My father-in-law had the funeral that reflected his life. There were prayers, hymns, bible readings and sermons in Karen and English. A Karen flag was spread across the coffin. Another former guerrilla commander led the congregation in saluting Pu, while Pastor Eh Doh Wah Ri played the Last Post on a trumpet. The diversity of the people who filled the church – Karen and Anglo-Australians, Christians, Buddhists and Muslims – reflected the diversity of the world he lived in.

Pu was buried at Altona Memorial Park a few metres from his best friend, another Karen leader who had dedicated his life to ‘the revolution’. We went home for another prayer service, followed by a meal of pork, rice and noodles. The next morning we slept in.

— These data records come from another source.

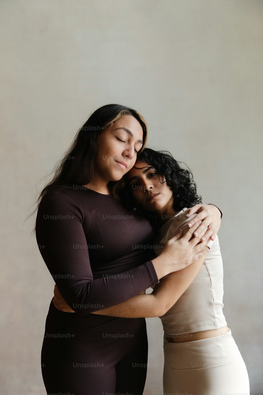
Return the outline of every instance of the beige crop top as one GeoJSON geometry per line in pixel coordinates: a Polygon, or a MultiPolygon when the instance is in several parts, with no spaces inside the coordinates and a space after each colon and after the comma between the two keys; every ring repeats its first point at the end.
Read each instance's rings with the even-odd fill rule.
{"type": "MultiPolygon", "coordinates": [[[[179,228],[184,234],[187,231],[187,224],[196,215],[187,218],[188,210],[183,209],[160,228],[155,240],[157,256],[160,254],[162,246],[179,228]]],[[[217,235],[207,245],[210,250],[194,280],[173,306],[159,317],[166,333],[181,334],[218,329],[227,325],[222,310],[223,263],[217,235]]]]}

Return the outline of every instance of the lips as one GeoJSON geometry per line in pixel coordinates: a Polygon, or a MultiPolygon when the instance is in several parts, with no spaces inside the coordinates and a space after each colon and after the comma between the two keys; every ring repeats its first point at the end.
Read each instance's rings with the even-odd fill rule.
{"type": "Polygon", "coordinates": [[[159,194],[153,194],[153,195],[152,195],[147,199],[146,201],[148,201],[148,200],[151,200],[153,198],[154,198],[155,196],[156,196],[159,194]]]}
{"type": "Polygon", "coordinates": [[[120,162],[118,160],[116,160],[115,162],[117,162],[117,163],[119,163],[121,165],[122,165],[123,166],[124,166],[125,169],[127,168],[127,164],[125,163],[125,162],[120,162]]]}

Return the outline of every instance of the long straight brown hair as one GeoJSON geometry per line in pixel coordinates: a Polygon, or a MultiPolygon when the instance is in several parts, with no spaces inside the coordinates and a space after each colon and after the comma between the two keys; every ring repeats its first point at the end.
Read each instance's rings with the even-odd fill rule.
{"type": "MultiPolygon", "coordinates": [[[[97,137],[102,131],[119,119],[123,115],[132,115],[140,122],[143,132],[142,147],[138,154],[144,149],[148,137],[147,124],[139,113],[121,104],[106,104],[96,110],[78,131],[71,145],[62,158],[55,165],[52,180],[43,188],[36,201],[34,211],[26,219],[38,209],[40,202],[47,194],[58,187],[73,188],[73,185],[88,184],[94,174],[97,153],[97,137]]],[[[125,185],[124,177],[116,181],[109,181],[111,193],[120,200],[119,192],[125,185]]],[[[35,223],[32,232],[35,231],[35,223]]]]}

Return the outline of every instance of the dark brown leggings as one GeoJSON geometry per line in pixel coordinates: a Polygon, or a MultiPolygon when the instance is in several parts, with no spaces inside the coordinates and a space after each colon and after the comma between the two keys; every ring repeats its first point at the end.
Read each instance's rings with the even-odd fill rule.
{"type": "Polygon", "coordinates": [[[41,355],[48,395],[142,395],[147,353],[144,318],[80,316],[51,301],[41,355]]]}

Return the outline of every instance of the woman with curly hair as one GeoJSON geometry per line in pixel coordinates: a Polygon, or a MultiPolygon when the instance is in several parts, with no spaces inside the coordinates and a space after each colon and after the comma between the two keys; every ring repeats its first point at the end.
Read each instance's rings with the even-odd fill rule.
{"type": "MultiPolygon", "coordinates": [[[[158,229],[153,246],[159,256],[179,229],[187,232],[196,215],[187,215],[188,208],[201,201],[192,173],[168,151],[145,148],[125,179],[122,201],[158,229]]],[[[218,237],[207,243],[210,251],[205,256],[164,276],[153,286],[152,293],[93,312],[160,317],[164,332],[164,395],[249,393],[246,366],[222,310],[223,266],[218,237]]],[[[58,308],[72,311],[67,310],[57,289],[55,293],[58,308]]]]}
{"type": "MultiPolygon", "coordinates": [[[[134,243],[151,244],[154,232],[146,218],[123,207],[116,191],[147,136],[146,122],[138,111],[119,104],[100,107],[80,129],[38,199],[39,251],[76,312],[60,311],[50,301],[41,354],[48,393],[142,394],[147,356],[145,319],[91,313],[138,295],[207,250],[204,244],[197,245],[197,238],[189,241],[190,233],[180,242],[179,236],[172,238],[152,260],[147,250],[132,248],[134,243]]],[[[212,228],[207,234],[216,234],[218,210],[207,205],[191,209],[198,211],[212,228]]],[[[202,234],[205,227],[197,222],[193,229],[198,227],[202,234]]]]}

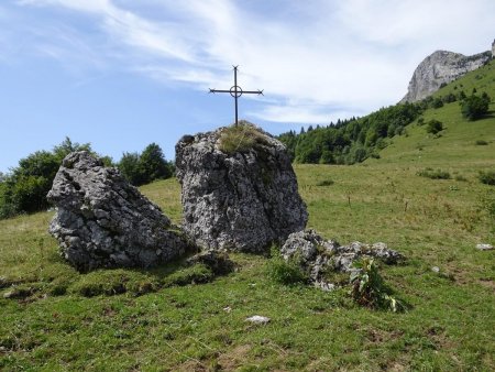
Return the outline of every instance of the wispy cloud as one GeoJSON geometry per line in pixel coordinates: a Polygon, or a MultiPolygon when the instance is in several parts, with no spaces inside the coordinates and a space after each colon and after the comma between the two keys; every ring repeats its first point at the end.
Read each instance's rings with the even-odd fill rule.
{"type": "Polygon", "coordinates": [[[48,20],[31,29],[37,52],[67,66],[118,62],[158,81],[205,89],[230,86],[230,66],[241,64],[242,86],[265,88],[272,99],[252,112],[267,121],[326,123],[392,105],[427,54],[481,52],[495,31],[492,0],[15,3],[68,12],[79,22],[56,18],[56,26],[48,20]]]}

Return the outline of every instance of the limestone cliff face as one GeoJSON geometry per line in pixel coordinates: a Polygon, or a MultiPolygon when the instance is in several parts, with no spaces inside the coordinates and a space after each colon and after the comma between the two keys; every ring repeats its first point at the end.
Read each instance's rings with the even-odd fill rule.
{"type": "Polygon", "coordinates": [[[465,56],[460,53],[437,51],[418,65],[409,81],[407,95],[400,102],[421,100],[440,89],[443,83],[448,84],[480,68],[491,58],[491,52],[465,56]]]}

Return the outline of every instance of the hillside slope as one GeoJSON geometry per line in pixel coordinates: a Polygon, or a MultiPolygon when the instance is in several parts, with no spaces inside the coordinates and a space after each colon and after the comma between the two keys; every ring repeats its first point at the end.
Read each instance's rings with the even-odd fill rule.
{"type": "MultiPolygon", "coordinates": [[[[429,134],[426,125],[418,120],[406,127],[406,135],[396,135],[392,144],[380,152],[382,163],[400,162],[409,164],[450,165],[464,164],[473,171],[484,166],[495,166],[495,61],[464,77],[447,85],[432,97],[440,98],[449,94],[458,95],[463,90],[471,95],[473,89],[480,95],[488,94],[492,98],[486,117],[469,121],[462,117],[460,102],[444,103],[443,107],[427,109],[421,118],[425,122],[431,119],[443,123],[440,135],[429,134]],[[477,143],[486,142],[486,145],[477,143]],[[481,142],[480,142],[481,141],[481,142]]],[[[367,160],[373,163],[376,160],[367,160]]]]}
{"type": "MultiPolygon", "coordinates": [[[[493,63],[477,74],[438,95],[494,98],[493,63]]],[[[447,103],[422,113],[443,121],[441,136],[415,121],[380,158],[295,165],[308,228],[407,258],[380,269],[406,313],[358,306],[349,285],[282,285],[260,255],[232,254],[237,271],[219,277],[180,263],[80,274],[47,233],[53,212],[40,212],[0,220],[0,370],[494,371],[495,250],[476,249],[495,245],[495,187],[477,179],[495,169],[494,109],[469,122],[447,103]],[[418,175],[428,167],[452,177],[418,175]]],[[[180,222],[176,179],[141,190],[180,222]]]]}

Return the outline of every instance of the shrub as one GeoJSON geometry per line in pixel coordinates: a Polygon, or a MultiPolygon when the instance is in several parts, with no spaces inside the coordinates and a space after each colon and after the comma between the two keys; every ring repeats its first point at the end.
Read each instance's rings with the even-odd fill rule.
{"type": "Polygon", "coordinates": [[[433,109],[439,109],[439,108],[443,107],[442,99],[440,97],[435,98],[433,101],[431,102],[431,107],[433,109]]]}
{"type": "Polygon", "coordinates": [[[441,121],[438,121],[437,119],[431,119],[427,123],[427,132],[431,134],[437,134],[438,132],[441,132],[443,130],[443,124],[441,121]]]}
{"type": "Polygon", "coordinates": [[[482,97],[472,95],[465,98],[461,103],[461,112],[468,120],[476,120],[488,112],[490,97],[483,95],[482,97]]]}
{"type": "Polygon", "coordinates": [[[148,144],[141,154],[123,153],[117,166],[124,178],[134,186],[169,178],[173,175],[173,164],[165,160],[162,149],[156,143],[148,144]]]}
{"type": "Polygon", "coordinates": [[[477,178],[482,184],[495,186],[495,171],[480,172],[477,178]]]}
{"type": "Polygon", "coordinates": [[[405,309],[405,305],[392,296],[373,259],[362,259],[354,267],[358,270],[351,274],[351,295],[359,305],[394,313],[405,309]]]}
{"type": "Polygon", "coordinates": [[[450,179],[450,173],[441,169],[433,171],[432,168],[426,168],[417,173],[418,176],[431,178],[431,179],[450,179]]]}

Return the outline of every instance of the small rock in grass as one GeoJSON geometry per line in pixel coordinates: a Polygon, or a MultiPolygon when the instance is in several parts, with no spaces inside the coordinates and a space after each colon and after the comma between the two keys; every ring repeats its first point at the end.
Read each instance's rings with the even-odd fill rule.
{"type": "Polygon", "coordinates": [[[480,251],[490,251],[490,250],[493,250],[493,245],[482,243],[482,244],[476,244],[476,249],[479,249],[480,251]]]}
{"type": "Polygon", "coordinates": [[[270,322],[270,318],[263,317],[261,315],[253,315],[252,317],[245,319],[245,321],[250,321],[255,325],[266,325],[270,322]]]}

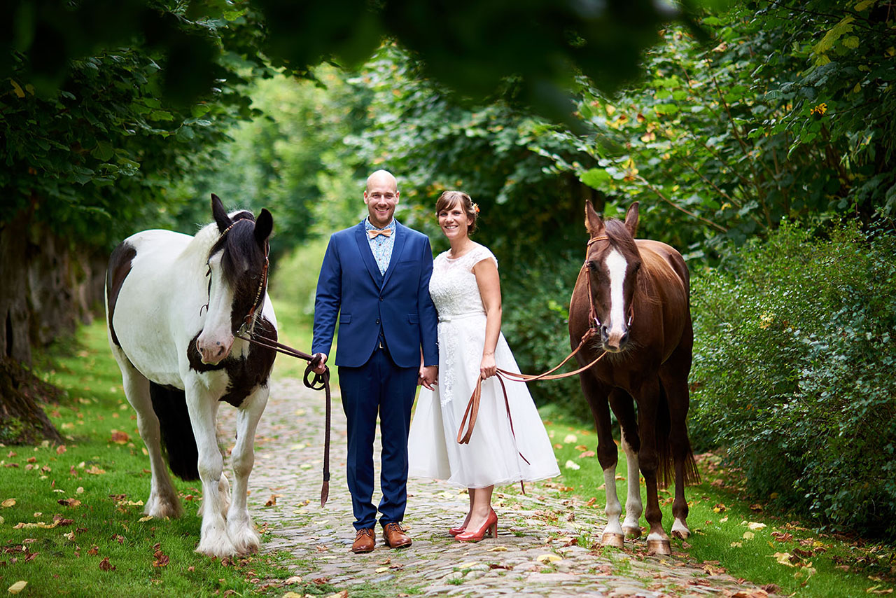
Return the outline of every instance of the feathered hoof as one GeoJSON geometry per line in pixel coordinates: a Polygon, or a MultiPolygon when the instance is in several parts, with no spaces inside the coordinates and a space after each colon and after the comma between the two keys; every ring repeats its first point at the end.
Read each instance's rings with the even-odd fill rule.
{"type": "Polygon", "coordinates": [[[672,554],[672,546],[668,540],[648,540],[647,553],[668,556],[672,554]]]}
{"type": "Polygon", "coordinates": [[[239,524],[231,524],[232,519],[228,520],[228,535],[234,548],[240,555],[254,554],[258,552],[262,546],[262,537],[258,535],[251,519],[246,518],[239,524]]]}
{"type": "Polygon", "coordinates": [[[605,532],[602,536],[600,536],[600,545],[609,546],[611,548],[622,548],[625,544],[625,537],[621,533],[614,533],[613,532],[605,532]]]}

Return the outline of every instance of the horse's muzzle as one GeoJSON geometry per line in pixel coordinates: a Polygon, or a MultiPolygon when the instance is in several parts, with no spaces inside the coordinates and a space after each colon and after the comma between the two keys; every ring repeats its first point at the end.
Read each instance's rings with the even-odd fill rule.
{"type": "Polygon", "coordinates": [[[628,326],[624,325],[620,330],[609,330],[606,325],[600,326],[600,342],[604,351],[607,353],[618,353],[625,348],[628,343],[628,326]]]}

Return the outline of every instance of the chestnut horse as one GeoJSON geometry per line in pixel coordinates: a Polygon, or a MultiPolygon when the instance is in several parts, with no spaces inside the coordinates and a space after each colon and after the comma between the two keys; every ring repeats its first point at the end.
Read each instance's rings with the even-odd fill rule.
{"type": "Polygon", "coordinates": [[[677,251],[659,241],[635,240],[637,226],[637,202],[629,207],[625,222],[605,222],[590,202],[586,203],[585,227],[590,240],[573,291],[569,334],[573,347],[590,330],[595,339],[576,355],[581,366],[607,351],[604,359],[579,375],[597,426],[598,458],[607,487],[607,521],[601,544],[621,548],[624,536],[641,536],[640,466],[647,488],[648,550],[670,554],[658,484],[668,485],[674,465],[672,534],[687,538],[685,485],[700,479],[685,421],[694,345],[689,276],[677,251]],[[621,527],[609,408],[619,421],[628,463],[628,498],[621,527]]]}

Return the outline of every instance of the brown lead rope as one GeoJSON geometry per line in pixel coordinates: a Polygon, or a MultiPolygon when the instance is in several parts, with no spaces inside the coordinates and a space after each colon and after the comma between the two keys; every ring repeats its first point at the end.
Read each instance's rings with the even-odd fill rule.
{"type": "Polygon", "coordinates": [[[321,507],[323,507],[330,496],[330,420],[332,410],[331,406],[332,400],[330,394],[330,368],[326,368],[323,374],[317,374],[314,371],[314,368],[317,365],[317,361],[319,361],[319,360],[315,360],[313,356],[308,355],[307,353],[300,351],[297,349],[293,349],[289,345],[278,342],[277,341],[269,339],[265,336],[254,334],[255,338],[253,338],[251,336],[240,334],[238,332],[235,334],[235,336],[253,344],[257,344],[260,347],[271,349],[271,351],[276,351],[277,352],[289,355],[289,357],[305,360],[308,362],[307,367],[305,368],[305,376],[303,378],[305,386],[312,390],[323,390],[323,394],[326,395],[327,399],[326,423],[323,436],[323,483],[321,485],[321,507]],[[309,379],[309,374],[314,374],[314,378],[309,379]]]}

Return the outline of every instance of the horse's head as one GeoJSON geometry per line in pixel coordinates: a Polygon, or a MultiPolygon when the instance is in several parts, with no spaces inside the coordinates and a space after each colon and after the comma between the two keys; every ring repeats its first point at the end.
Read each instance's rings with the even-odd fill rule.
{"type": "Polygon", "coordinates": [[[585,204],[585,228],[590,233],[585,266],[588,268],[591,310],[590,325],[600,332],[604,351],[616,353],[625,348],[634,315],[641,255],[634,243],[638,228],[638,202],[625,212],[625,221],[604,221],[590,202],[585,204]]]}
{"type": "Polygon", "coordinates": [[[228,215],[214,194],[211,213],[220,236],[209,251],[208,313],[196,349],[203,363],[216,364],[230,353],[243,323],[262,308],[273,219],[265,209],[257,221],[250,212],[228,215]]]}

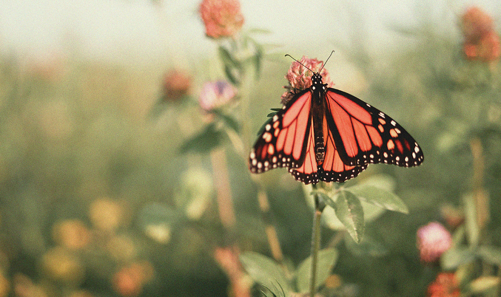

Anglo-Australian Christians often assume that migrant Christians need to learn from them how to do church in Australia. However after experiencing the overwhelming companionship and support of the Karen community, I believe that Anglo-Australian Christians have a lot to learn from migrant and refugee Christians about how to be church.

Martin West is a member of Westgate Baptist Community.